How do you know your property tax amounts?

Take the mill rate and multiply it by the property value. In other words, you’ll have to assess the market value of your property—either by performing a sales evaluation, the income method, or the cost method—and multiplying that figure by an assessment rate to arrive at an accurate assessed value.

2. Your maintenance costs are also around 1% of the property value.

While property taxes are relatively easy to determine, the maintenance cost will differ from one property to another, and labor costs will vary from region to region.

In other words, you need to hire professionals to help you estimate the maintenance and labor costs required. Still, industry experts agree that the best course of action is to set aside 1% of the property value annually for maintenance.

3. Your capital is around 3% of the property value.

The cost of capital is the sum of the cost of debt and the cost of equity.

For example, you’ll probably purchase a home with a mortgage to cover all the expenses. You’ll start with a down payment, which is usually 20% of the property value, and finance the rest via mortgage payments. Now, the down payment is your equity, while the mortgage is your debt.

Your equity increases as you continuously pay your debt. This takes time, however, and you’ll have to consider other expenses like mortgage insurance and homeowners insurance.

Applying the 5% Rule in Real-Life Situations

There are two ways that the 5% rule comes in handy in real estate investing. Both of these benefits will help you become a better rental property investor. Here is precisely how you can use the 5% rule as a real estate investor:

Determining Your Tenant Pool

Now that you know how to calculate your 5%, you’ll use the results to determine if it’s better for residents to buy or rent a home. As a rental property investor, you’ll want to put your time and money in an opportunity and neighborhood where it’s best for the resident to rent a home.

Let’s have a real-life example.

Take a look at the property below with an asking price of $150,000:

Contain 800x800Source: Listing on Zillow

You’ll calculate 5% (which is $7,500) for a rough estimate of your yearly investment, which includes the cost of capital, maintenance, and property taxes. Next, divide the value by 12 for the monthly investment you’ll have towards the house, resulting in $625.
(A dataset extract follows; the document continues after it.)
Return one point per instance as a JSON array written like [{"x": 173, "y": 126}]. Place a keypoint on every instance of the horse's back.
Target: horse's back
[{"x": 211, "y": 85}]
If they can purchase a similar home for the same monthly fees, locals will lean towards buying instead of renting a home. However, if the cost to buy a home is significantly higher than renting, then it’s a good place for you to provide rental properties for locals to live in.

In this case, the estimated rent according to Zillow is $900. This is a tad higher than the monthly cost of purchasing a property, which means you might have a more difficult time attracting renters to your home, as it costs more to rent than to purchase the property itself.

Assessing the Value of Rent

The second benefit that the 5% Rule provides is for real estate investors to assess the value of rent.

Let’s go back to the example we gave earlier. Assuming that you bought this home and are paying a monthly $1,200 fee for the mortgage, you need to set the rent to at least $2,200 per month—which is 5% for maintenance, operating costs, and the rest of your profit.

Unfortunately, $100 in profit may not be worth the hassle of keeping the rental investment property. You may want to search for other opportunities that are more lucrative in the Metro Detroit area. We have an ongoing deep dive series that evaluates the rental property investment potential in every Metro Detroit city and neighborhood for you to scout better opportunities.

Of course, the final rent value is influenced by other factors as well. But the 5% Rule is a simple and good estimate for you to see the bigger picture. At the end of the day, real estate investments are an excellent way to generate passive income, but only if you invest wisely and have a realistic plan in place.

The 5% Rule for Lucrative Rental Property Investments

The 5% Rule is one of the many other rules that guide you toward better rental property investments. As always, take these rules with a grain of salt and evaluate each opportunity according to your specific situation. The rules are meant to be broken only if it opens up lucrative deals for you.